我配置的是openrouter,查看_try_openrouter方法实现。

def _try_openrouter() -> Tuple[Optional[OpenAI], Optional[str]]:
    pool_present, entry = _select_pool_entry("openrouter")
    if pool_present:
        or_key = _pool_runtime_api_key(entry)
        if not or_key:
            return None, None
        base_url = _pool_runtime_base_url(entry, OPENROUTER_BASE_URL) or OPENROUTER_BASE_URL
        logger.debug("Auxiliary client: OpenRouter via pool")
        return OpenAI(api_key=or_key, base_url=base_url,
                       default_headers=_OR_HEADERS), _OPENROUTER_MODEL

    or_key = os.getenv("OPENROUTER_API_KEY")
    if not or_key:
        return None, None
    logger.debug("Auxiliary client: OpenRouter")
    return OpenAI(api_key=or_key, base_url=OPENROUTER_BASE_URL,
                   default_headers=_OR_HEADERS), _OPENROUTER_MODEL

注意这里调用接口时传入的model为**_OPENROUTER_MODEL**常量。
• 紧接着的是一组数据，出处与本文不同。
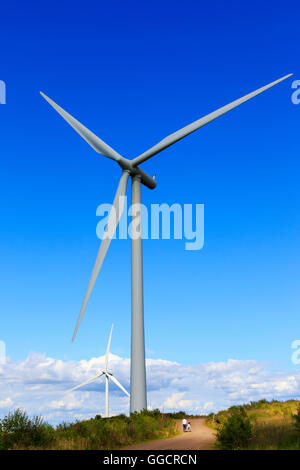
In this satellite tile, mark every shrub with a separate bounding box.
[216,406,252,450]
[0,409,55,449]
[293,405,300,433]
# Default auxiliary models per provider
_OPENROUTER_MODEL = "google/gemini-3-flash-preview"
_NOUS_MODEL = "google/gemini-3-flash-preview"
_NOUS_FREE_TIER_VISION_MODEL = "xiaomi/mimo-v2-omni"
_NOUS_FREE_TIER_AUX_MODEL = "xiaomi/mimo-v2-pro"
_NOUS_DEFAULT_BASE_URL = "https://inference-api.nousresearch.com/v1"
_ANTHROPIC_DEFAULT_BASE_URL = "https://api.anthropic.com"
_AUTH_JSON_PATH = get_hermes_home() / "auth.json"

auto模式下,不指定model的情况下,主provider为openrouter时,使用的是google/gemini-3-flash-preview模型,这就是为什么配置的免费模型,但仍产生了google/gemini-3-flash-preview收费模型的调用。

将配置里的provider: "auto"改为provider: "main",使辅助模型也走主模型配置。

总结

两个Agent使用下来,Hermes Agent明显更快一些,对机器的要求也更低。

把OpenClaw的cron迁移到Hermes Agent上,未执行的问题也解决了。